The starting setup on the second computer was faster, and we got to a point of Visual Studio and starting the application at about 40 minutes into our session. We started feeling the frustration of sharing the remote computer, as the feedback sluggishness of mouse movement made doing simple clicks harder than we're used to. We stopped the running application, synched the branch and went to run the application, only to see it crash at start. With theory of join.me and security settings, we turned off the sharing, no effect. So we decided to reboot the second computer too.

While waiting for reboot (it takes quite a while on Windows...) I asked my local colleague whose computer we tried using first if we could try one more thing - something I had suggested quite early on into the problem, something that should not be connected that was dismissed when I suggested it by the expert. We pulled latest of our integration branch and all of a sudden, the information of existing branches was available too. So by the time of reboot and reconnect, we had a working local environment.


Just before our remote expert could rejoin, we tried running the application, with the crash. We tried changing solution configurations between Development and Debug, and got a little further: login screen. But same error at login. The group was getting very amused with the luck we were having, and concluded that at least it was much nicer to be in this together than alone.

We called in yet another senior, to confirm our theory: the new feature relied on database changes that were available only in the developer's personal database. At 1,5 hours, we decided to call this session done and leave the second goal for next session, by which time we'd get the database changes in a common environment too.

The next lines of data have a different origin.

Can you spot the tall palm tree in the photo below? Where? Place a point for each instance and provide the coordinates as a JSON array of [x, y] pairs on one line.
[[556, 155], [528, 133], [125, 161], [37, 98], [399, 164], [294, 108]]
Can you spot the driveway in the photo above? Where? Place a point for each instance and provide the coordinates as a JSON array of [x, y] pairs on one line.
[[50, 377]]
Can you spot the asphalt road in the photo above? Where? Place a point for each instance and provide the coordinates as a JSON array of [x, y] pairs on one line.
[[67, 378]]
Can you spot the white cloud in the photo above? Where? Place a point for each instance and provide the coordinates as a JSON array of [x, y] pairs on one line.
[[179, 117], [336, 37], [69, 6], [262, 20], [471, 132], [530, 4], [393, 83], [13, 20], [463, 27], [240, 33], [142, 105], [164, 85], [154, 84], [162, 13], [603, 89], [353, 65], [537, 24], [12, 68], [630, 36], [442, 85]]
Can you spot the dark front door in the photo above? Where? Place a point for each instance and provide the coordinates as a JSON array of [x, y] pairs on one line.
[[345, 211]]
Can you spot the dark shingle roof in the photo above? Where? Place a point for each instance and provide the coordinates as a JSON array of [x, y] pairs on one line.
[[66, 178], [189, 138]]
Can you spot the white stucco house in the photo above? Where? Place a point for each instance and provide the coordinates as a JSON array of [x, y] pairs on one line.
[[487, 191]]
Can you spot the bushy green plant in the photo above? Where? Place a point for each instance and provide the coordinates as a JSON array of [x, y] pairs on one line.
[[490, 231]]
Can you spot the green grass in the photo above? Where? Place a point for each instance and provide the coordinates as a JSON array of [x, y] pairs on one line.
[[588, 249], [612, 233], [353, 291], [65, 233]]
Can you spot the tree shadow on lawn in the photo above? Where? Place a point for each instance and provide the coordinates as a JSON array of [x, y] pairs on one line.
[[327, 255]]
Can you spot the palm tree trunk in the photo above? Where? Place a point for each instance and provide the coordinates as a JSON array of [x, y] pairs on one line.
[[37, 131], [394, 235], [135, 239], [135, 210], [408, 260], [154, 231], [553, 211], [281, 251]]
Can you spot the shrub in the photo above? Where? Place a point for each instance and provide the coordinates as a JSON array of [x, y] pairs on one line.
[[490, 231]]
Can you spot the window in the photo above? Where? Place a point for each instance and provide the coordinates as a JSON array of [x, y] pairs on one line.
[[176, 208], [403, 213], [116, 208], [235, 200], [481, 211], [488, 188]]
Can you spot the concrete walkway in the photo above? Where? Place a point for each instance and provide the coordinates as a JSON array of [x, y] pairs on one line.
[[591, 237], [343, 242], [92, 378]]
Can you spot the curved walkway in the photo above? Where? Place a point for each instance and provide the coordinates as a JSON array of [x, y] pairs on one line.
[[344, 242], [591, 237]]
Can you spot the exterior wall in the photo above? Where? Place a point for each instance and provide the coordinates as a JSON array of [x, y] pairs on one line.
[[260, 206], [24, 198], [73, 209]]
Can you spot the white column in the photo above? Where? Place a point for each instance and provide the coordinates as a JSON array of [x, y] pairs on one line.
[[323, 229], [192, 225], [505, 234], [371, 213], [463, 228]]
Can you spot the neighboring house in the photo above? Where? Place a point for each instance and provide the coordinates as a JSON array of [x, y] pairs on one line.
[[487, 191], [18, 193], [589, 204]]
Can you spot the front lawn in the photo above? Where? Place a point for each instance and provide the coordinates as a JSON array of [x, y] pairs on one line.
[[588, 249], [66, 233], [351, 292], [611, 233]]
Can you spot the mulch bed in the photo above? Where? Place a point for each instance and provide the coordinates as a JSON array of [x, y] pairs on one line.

A few observations of this session:
  • The first goal turned out to be more complicated than we expected. No one, be it "code newbie", "style expert" or "senior developer / architect" had an immediate answer. Trying and googling were key. 
  • If we would have tried the unlikely idea when it was presented instead of dismissing it, we would have saved 20 minutes. As a "code newbie", sometimes getting heard can be difficult. 
  • Getting stuck and unstuck together seemed more efficient. Alone we would have just left it waiting for the "senior developer / architect" to hunt down an answer he did not have when we invited him - research needed. Together, we worked through the first problem and even managed to solve it. Surely, we could have done something else in the meanwhile. Like read the news.
  • Minimizing the remoteness so that the one that must be remote is but the rest rotate locally seems a good idea with the connection sluggishness.
  • We could improve from  here: the one test that fails the continuous delivery when the application doesn't start would be great for things like this.